Pomics: A Computer-aided Storytelling System with Automatic Picture-to-Comics Composition

Ming-Hui Wen, Ruck Thawonmas, and Kuan-Ta Chen
Department of Digital Multimedia Design, China University of Technology
Department of Human and Computer Intelligence, Ritsumeikan University
Institute of Information Science, Academia Sinica

PDF Version | Contact Us


People now use photo browsing, photo and video slideshow, and illustrated text to share stories about their lives in pictures; however, these popular mediums are far from perfect. Some are not expressive enough for sophisticated storytelling, while others inevitably have a high usage threshold and involve a great deal of efforts.
In this paper, we propose a framework for comic-based computer-aided storytelling systems to help users become comic storytellers. Such systems take users' photos as the input and output comic strips that tell the story behind the photos. We see the system as a vehicle for media fusion, with the art of comic-making as the basis and inspiration. We also discuss the research challenges involved in improving such systems, and present our proof-of-concept implementation, Pomics (available online at http://www.pomics.net).

1  Introduction

People now use photo browsing, photo and video slideshow, and illustrated text to share stories about their lives in pictures. Consider the example of Mary, a student who had just finished a self-help trip to India. During the week-long trip, she had many new experiences, including taking a rickshaw for the first time and unexpectedly finding herself in a small, friendly town because she took a wrong train. Upon arriving home, she could not wait to share her exciting experiences with her family and friends.
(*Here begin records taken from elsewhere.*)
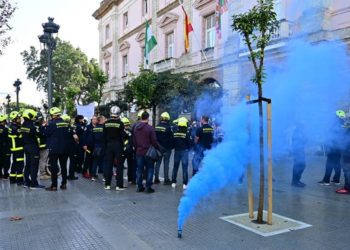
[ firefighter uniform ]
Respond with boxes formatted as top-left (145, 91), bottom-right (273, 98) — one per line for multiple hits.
top-left (103, 107), bottom-right (124, 189)
top-left (46, 107), bottom-right (69, 191)
top-left (154, 112), bottom-right (173, 185)
top-left (192, 120), bottom-right (214, 175)
top-left (0, 115), bottom-right (11, 179)
top-left (8, 111), bottom-right (24, 185)
top-left (91, 124), bottom-right (105, 180)
top-left (20, 110), bottom-right (40, 188)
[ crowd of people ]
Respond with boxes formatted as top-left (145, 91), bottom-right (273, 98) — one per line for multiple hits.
top-left (0, 106), bottom-right (214, 193)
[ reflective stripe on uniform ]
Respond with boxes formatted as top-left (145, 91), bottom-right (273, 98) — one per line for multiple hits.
top-left (174, 133), bottom-right (186, 138)
top-left (156, 126), bottom-right (166, 132)
top-left (105, 123), bottom-right (120, 128)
She had taken about 800 photos on her digital camera, so she uploaded them to a web album service. Now, she has to deal with a big problem: How can she use the photos to share the story of her trip with friends? There are four popular options:
Unfortunately, each of these popular strategies have certain limitations:
Table I summarizes the strengths and weaknesses of the popular media used for photo-based storytelling. Clearly, no medium can satisfy all requirements. Illustrated text is the most effective in terms of expressiveness, readers' control, and ubiquitousness, but it has a high production threshold and viewers must be literate and willing to read text. Therefore, we investigate whether there is another medium that possesses the advantages of current media without their weaknesses.
Table 1: Comparison of photo-based storytelling media
Medium Production Threshold Viewers' Requirement Viewers' Control Expressiveness Ubiquitousness
Photo browsing Low Low High Low Low
Photo slideshow Low Low Moderate Low Low
Video slideshow Moderate Low Low Moderate Low
Illustrated text High High HighHigh High
Comic High Low High High High

Comic: An Alternative Medium

A comic can be regarded as an advanced collocation of visual material, with balloons, onomatop ias, and a volatile two-dimensional layout. Comics have a reputation of being shallow and oriented towards younger age groups; however, we believe that they provide an ideal medium for visual storytelling because of the following characteristics: rich expressivity, medium portability, reading flexibility, and readability. The rich expressivity is due to the fact that relative importance of photographs and the story's progression shown by the photographs can be expressed with various frame sizes and shapes (e.g., rectangles, quasi-squares, and trapezoids). A picture depicting a critical moment can be given larger space, and an action sequence may be framed in matching trapezoids. Comics often use zig-zag reading lines to guide the reader. This style is more interesting and more efficient than slideshows presented in straight-lines slideshows and line-less galleries, while retaining the planar browseability of the latter. Thus, comics can be conveyed by any display medium without information loss. Moreover, readers have full control over their reading pace and target as no temporal restrictions are imposed. In terms of the reader's literacy level, available time, and patience, comics require less effort than illustrated text because a significant part of the information is conveyed in pictorial form.
Nevertheless, comic creation is not an easy task, especially the storyboarding and layout planning phases. Storyboarding requires creators to select the most informative and representative photos; layout planning involves arranging the photos (i.e., frames) on a fixed rectangular page, where a frame's size and shape are related to its contribution (in terms of storytelling) and graphical content. In addition, editing a comic's two-dimensional layout is much more challenging than editing one-dimensional content, such as a slideshow. Specifically, inserting or removing frames in the middle of a storyboard means that the layout of all subsequent frames must be modified.
Because of the above reasons, comic creation is seldom considered by ordinary computer users, even with the help of comic authoring software such as ComicLife. It seems that only professional comic writers and amateurs, who are skilled in image processing packages, are capable to create comics. When faced with the same dilemma as Mary, i.e., using photos to share personal stories, most users can only resort to photo browsing, slideshow, or illustrated text. The comic format, as a potential pictorial storytelling medium, is seldom used because of its high production threshold.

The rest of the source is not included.